Anyways, I’m not calling for recolonisation. Only that Clemens Westerhoff – the expatriate technical adviser that took us to our first Mundial – exposed what the others before him had discarded to our peril.

Well, he made us know that football was a world sport. Therefore, to excel every nation has to use their best players. Also, the players themselves had to prove undisputed world beaters. Thus while he brought  our best back from wherever, we sent the homebased to wherever they fitted in. Nwankwo Kanu and Finidi George, for instance, ended up in Ajax. Till the Oyibo was accused of starting another slave trade!

Westehoff was also responsible, in a way, for making us use players in their prime. Before him what prevailed was the use of overaged players. The result? A consecutive World Cup appearance under his erstwhile assistant, this after the historic clinching of the mother of all gold medals at the 1996 Atlanta Olympics. 

When our locals usurped their heirloom, we returned to the status ante. In their naivete our local ‘coachers’ took after Westehoff only literally.
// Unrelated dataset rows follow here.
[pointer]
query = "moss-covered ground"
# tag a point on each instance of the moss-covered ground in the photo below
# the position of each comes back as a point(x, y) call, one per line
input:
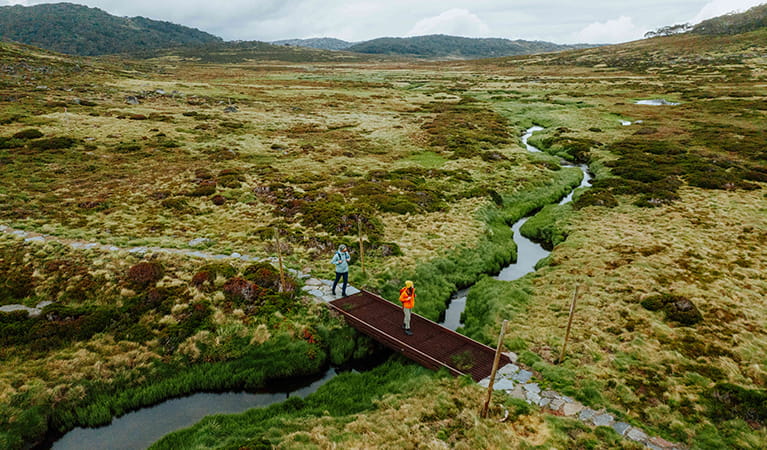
point(425, 159)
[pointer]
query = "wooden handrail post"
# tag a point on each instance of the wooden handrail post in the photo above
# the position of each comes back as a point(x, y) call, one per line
point(362, 249)
point(569, 324)
point(486, 406)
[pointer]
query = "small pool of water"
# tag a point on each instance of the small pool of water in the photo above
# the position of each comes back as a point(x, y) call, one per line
point(528, 252)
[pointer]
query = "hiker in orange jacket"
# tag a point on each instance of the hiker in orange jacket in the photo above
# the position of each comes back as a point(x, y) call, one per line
point(407, 297)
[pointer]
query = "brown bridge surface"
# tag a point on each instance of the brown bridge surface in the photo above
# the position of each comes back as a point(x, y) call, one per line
point(431, 344)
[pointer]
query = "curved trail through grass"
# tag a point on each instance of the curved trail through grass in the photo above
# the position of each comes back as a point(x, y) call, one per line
point(140, 429)
point(528, 252)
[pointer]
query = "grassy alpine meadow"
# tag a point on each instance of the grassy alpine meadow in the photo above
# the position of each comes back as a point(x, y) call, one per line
point(425, 159)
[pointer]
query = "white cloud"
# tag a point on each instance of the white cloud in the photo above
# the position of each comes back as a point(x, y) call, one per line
point(456, 22)
point(613, 31)
point(721, 7)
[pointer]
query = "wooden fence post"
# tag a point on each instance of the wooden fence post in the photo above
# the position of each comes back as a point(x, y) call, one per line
point(362, 249)
point(497, 359)
point(279, 257)
point(569, 324)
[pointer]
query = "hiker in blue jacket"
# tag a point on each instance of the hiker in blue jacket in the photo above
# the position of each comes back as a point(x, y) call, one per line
point(341, 260)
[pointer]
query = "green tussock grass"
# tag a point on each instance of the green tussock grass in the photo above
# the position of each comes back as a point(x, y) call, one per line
point(339, 400)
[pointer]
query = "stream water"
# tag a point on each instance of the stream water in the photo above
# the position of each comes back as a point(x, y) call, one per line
point(528, 252)
point(139, 429)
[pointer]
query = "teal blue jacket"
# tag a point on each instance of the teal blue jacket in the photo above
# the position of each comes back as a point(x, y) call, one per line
point(341, 260)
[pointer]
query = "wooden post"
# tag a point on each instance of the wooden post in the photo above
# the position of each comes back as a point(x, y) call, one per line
point(279, 257)
point(497, 359)
point(569, 324)
point(362, 249)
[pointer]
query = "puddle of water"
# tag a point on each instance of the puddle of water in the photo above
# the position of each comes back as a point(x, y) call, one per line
point(528, 252)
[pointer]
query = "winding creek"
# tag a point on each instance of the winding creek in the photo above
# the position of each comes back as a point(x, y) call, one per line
point(528, 252)
point(139, 429)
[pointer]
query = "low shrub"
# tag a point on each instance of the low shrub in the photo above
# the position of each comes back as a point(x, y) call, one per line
point(176, 203)
point(727, 401)
point(221, 269)
point(205, 189)
point(144, 274)
point(264, 275)
point(676, 308)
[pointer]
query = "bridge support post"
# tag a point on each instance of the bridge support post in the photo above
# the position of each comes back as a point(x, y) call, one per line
point(486, 406)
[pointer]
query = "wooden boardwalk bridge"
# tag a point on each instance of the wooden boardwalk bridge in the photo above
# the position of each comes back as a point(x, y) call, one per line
point(431, 344)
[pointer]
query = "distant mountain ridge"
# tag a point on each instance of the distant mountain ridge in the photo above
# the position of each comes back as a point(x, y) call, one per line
point(324, 43)
point(436, 46)
point(750, 20)
point(80, 30)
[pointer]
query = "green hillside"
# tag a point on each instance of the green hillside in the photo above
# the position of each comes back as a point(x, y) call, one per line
point(79, 30)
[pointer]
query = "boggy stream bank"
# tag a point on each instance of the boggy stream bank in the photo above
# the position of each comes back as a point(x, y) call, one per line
point(140, 428)
point(528, 252)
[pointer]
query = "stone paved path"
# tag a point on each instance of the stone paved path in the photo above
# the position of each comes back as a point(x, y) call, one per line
point(511, 378)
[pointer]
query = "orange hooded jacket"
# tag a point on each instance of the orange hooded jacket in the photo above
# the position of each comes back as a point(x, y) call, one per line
point(407, 297)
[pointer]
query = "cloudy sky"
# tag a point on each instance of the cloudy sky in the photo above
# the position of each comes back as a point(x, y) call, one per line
point(560, 21)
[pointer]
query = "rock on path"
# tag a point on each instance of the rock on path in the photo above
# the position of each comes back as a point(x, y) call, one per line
point(519, 384)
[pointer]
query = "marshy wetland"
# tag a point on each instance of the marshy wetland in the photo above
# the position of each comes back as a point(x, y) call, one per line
point(426, 161)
Like transpired, they discarded the stars in the local league for dullards playing for teams as lowly as Inverness Caledonian Thistle in Scotland – no pun intended.

Well, in the beautiful game of football, and other sports, we have excelled by outsourcing the responsibility to our best legs and hands in the diaspora. So why shouldn’t we extend the practice to the dirty game of politics?

And there can be no better time for this than now. Up until lately, so many Nigerians have won elections in their places of abode to be ignored. People who ordinarily were outsourced by the trying times we live in here are making well in their abodes. And not just economically. 

Politically, they are proving that they are equal to the task. The entire leadership of the Royal Borough of Greenwich in the United Kingdom, for instance, is made up of persons of African descent. Led by Nigerian Anthony Okereke, Averill Lekau is his deputy while a Ghanaian, Dominic Mbang, is the mayor.

These are people in their prime, with their intellect at its hottest. So, rather than have the West harvesting them, why don’t we make the most of them now or never. The more so since all we’ve achieved since the dawn of democracy in 1999 has been a recycling of dinosaurs.